Rust also has amazing features, such as the borrow checker. In essence, this feature is a static analysis tool that reads your code and stops compiling immediately if it may cause a memory error.

Also, another amazing feature is that instead of using the inheritance-based class system like C++ or Java, Rust uses traits to support modular programming.

Elixir

Elixir was first introduced back in 2012 and is a general-purpose functional language that is mainly designed for productivity, scalability, and maintainability. While the language is still new, it compiles to bytecode that runs on the Erlang Virtual Machine.

Elixir fully deserved a place in one of the 5 emerging programming languages with a promising future

At the moment, Elixir is mainly used to build web apps using either Cowboy (which is a bare-bones HTTP server) or Phoenix (a full-features web app framework).

The Elixir syntax is inspired by Ruby, and the syntax is very similar to it. The commands are well thought out and are very easy to use and facilitate great developer productivity.

Elixir’s main language goals are:

Friendly functional programming: The very powerful benefits of a functional language with clear and very approachable syntax.

Highly concurrent and very scalable: The language should not get in the way of tackling big problems for a lot of users.

Amazing development tools: These tools are mostly for building, managing dependencies, testing, and deployment.

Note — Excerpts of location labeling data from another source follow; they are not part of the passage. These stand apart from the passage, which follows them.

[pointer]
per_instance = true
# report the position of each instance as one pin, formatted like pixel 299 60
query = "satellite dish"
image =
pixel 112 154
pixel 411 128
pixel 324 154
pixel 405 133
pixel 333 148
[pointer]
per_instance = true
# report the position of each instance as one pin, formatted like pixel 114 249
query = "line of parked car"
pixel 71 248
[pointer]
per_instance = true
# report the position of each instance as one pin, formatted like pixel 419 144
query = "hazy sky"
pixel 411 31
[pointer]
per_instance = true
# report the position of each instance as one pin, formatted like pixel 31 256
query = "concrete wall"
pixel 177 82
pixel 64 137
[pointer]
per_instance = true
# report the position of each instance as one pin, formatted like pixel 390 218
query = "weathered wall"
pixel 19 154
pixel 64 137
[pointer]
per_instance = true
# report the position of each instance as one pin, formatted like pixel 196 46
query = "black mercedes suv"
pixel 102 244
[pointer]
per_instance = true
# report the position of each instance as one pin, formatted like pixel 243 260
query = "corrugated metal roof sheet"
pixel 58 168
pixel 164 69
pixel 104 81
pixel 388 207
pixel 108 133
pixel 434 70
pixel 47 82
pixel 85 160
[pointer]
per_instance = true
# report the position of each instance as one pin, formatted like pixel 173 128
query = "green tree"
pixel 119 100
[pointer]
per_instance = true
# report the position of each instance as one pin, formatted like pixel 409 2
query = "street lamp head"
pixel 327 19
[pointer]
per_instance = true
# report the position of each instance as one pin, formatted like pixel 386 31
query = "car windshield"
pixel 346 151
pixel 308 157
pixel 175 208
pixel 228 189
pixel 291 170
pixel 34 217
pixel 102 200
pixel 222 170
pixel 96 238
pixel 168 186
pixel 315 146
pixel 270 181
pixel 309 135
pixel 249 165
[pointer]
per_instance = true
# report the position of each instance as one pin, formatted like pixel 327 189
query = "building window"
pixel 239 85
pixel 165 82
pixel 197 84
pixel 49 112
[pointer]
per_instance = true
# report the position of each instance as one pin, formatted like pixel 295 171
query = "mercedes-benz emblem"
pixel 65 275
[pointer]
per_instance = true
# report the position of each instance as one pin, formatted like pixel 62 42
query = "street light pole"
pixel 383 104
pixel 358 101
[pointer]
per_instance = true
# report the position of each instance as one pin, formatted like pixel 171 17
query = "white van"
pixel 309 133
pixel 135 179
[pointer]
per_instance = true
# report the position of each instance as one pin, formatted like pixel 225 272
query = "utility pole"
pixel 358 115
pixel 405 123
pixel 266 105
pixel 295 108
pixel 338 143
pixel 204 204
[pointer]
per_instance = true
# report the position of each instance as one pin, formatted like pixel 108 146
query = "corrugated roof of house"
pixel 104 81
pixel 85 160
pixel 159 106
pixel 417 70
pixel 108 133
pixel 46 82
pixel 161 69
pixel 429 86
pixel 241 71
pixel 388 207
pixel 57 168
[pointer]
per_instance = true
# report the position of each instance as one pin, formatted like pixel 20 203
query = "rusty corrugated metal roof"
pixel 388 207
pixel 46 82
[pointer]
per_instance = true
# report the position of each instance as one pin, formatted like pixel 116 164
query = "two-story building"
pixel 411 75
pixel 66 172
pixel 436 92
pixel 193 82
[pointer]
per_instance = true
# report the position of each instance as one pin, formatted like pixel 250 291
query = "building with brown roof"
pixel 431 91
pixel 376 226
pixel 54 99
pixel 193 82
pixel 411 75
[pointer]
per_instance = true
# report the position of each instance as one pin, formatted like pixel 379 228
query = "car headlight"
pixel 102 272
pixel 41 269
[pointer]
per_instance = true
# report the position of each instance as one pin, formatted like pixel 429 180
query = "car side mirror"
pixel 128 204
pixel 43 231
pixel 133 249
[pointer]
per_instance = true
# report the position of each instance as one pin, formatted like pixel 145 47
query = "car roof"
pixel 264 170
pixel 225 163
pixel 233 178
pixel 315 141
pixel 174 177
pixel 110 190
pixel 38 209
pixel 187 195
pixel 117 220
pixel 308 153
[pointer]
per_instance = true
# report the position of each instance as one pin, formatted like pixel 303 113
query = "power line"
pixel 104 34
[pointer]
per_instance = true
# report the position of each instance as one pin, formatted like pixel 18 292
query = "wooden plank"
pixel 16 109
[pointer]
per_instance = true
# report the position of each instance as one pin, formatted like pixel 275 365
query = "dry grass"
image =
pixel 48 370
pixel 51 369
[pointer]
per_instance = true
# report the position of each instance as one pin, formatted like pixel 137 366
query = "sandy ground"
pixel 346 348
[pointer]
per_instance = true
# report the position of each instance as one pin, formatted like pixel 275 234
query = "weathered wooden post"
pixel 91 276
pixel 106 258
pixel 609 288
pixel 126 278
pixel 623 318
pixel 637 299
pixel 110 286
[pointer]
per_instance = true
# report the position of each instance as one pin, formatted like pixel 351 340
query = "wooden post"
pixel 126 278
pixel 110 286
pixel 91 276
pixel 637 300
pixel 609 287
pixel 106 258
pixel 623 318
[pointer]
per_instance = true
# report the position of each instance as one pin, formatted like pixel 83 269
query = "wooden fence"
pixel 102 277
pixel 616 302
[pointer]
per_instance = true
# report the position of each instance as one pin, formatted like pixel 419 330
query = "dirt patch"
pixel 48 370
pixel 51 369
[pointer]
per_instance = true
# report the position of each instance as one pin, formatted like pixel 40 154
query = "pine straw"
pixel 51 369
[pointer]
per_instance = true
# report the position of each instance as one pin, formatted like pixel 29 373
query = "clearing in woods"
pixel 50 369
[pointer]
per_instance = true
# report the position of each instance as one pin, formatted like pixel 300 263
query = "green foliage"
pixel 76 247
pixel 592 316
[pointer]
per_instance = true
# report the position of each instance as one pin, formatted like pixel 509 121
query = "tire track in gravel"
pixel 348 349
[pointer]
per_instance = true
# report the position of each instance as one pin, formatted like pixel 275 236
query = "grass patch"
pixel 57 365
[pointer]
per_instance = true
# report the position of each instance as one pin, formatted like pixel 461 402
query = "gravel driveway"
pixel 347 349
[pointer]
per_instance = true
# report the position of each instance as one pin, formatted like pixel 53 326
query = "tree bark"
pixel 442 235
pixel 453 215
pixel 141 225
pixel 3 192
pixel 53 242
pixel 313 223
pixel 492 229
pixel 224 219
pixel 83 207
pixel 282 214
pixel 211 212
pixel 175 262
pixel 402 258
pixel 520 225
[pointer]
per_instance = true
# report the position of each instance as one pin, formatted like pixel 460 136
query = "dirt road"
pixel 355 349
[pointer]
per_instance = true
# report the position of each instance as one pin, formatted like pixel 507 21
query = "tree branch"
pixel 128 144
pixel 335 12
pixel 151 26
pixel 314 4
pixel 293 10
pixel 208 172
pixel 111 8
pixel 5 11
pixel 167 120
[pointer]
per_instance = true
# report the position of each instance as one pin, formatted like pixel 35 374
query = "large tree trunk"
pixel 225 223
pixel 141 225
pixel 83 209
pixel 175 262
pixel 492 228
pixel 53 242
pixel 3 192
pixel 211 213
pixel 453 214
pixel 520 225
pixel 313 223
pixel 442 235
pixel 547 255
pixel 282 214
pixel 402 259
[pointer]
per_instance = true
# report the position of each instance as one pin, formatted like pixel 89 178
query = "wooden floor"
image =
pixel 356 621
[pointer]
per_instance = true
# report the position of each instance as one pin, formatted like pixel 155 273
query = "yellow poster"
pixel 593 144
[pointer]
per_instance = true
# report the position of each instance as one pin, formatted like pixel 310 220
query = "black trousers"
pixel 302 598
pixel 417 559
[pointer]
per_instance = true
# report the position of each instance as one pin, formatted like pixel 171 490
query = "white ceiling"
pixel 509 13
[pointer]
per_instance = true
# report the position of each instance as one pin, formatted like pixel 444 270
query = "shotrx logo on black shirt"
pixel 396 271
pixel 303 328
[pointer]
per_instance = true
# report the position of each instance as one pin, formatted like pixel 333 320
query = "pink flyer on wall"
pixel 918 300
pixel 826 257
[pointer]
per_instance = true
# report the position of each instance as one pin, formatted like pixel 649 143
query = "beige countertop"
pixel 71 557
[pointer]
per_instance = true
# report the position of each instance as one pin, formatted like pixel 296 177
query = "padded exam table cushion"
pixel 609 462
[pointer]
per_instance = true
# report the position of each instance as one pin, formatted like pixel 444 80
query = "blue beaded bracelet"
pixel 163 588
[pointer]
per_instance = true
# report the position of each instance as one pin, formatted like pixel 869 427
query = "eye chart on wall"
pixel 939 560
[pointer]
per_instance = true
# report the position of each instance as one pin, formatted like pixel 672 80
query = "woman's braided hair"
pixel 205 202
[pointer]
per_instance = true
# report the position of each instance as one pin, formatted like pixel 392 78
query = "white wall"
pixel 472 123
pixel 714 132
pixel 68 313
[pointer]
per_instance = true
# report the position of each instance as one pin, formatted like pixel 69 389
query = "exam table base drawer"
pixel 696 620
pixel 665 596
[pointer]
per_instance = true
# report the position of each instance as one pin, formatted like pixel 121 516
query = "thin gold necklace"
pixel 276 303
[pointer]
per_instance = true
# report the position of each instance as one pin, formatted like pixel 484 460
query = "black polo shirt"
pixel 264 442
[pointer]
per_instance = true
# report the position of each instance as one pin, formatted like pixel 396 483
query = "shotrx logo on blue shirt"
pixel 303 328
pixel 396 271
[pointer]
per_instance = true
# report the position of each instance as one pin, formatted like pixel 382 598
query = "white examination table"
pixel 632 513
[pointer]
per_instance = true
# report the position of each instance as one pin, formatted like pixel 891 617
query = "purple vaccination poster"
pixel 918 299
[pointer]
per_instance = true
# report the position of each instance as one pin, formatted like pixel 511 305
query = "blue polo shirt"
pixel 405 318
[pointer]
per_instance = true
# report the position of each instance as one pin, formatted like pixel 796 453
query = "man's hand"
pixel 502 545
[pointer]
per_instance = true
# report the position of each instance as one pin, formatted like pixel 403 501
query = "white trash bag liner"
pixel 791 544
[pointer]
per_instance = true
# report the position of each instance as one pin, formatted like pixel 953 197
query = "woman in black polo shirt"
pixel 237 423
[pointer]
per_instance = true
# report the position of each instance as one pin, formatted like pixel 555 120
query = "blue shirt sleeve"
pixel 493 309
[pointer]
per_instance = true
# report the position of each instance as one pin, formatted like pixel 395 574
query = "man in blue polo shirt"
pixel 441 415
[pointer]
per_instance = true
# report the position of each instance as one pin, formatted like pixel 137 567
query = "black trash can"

Here’s an example of a Phoenix controller written purely in Elixir.

phoenix controller

Elixir’s main features are:

  • Immutable data structures and close to no side effects. This helps to make large systems very easily maintainable and easier to reason.
  • Supervision allows the developer to define an internal process tree and set rules for automatic error to recover.
  • Pattern matching provides the developer with a great alternative to conditionals and guard clauses.
  • Very efficient resource management that allows the developer to serve many user with limited hardware. 
  • Hot-swappable code for, amazingly, zero-downtime deploys.

 

Crystal

Crystal is mainly a general-purpose language with the motto of “Fast as C, and slick as Ruby”.

It’s really no mistake that Crystal is one of the 5 emerging programming languages with a promising future

In essence, it’s a high-level and statically typed object-oriented language with very advanced type inference and garbage collection.

The design goals that Crystal has are:

  • Having the syntax as similar as possible to Ruby
  • Be statically type-checked without having to specify the type of variables
  • Being able to call C code just by writing bindings to it in Crystal
  • Compile to efficient native code.

Crystal has some very unique features like:

  1. Channels: This feature was inspired by CSP like go, and its main goal is to achieve concurrency. It has some very cooperative threads called Fibers to achieve this. You can easily create a Fiber with a spawn keyboard and make the operation asynchronous.
  2. Macros: Crystal is known to use macros to avoid boilerplate code and gain a lot of metaprogramming abilities. Macros are tremendously powerful and evaluated at compile-time, which translates to having no performance penalty.
  3. Crystal command: The crystal command is very powerful and comes with amazing built-in tools. It’s used to create a new project, compile and run the test suit.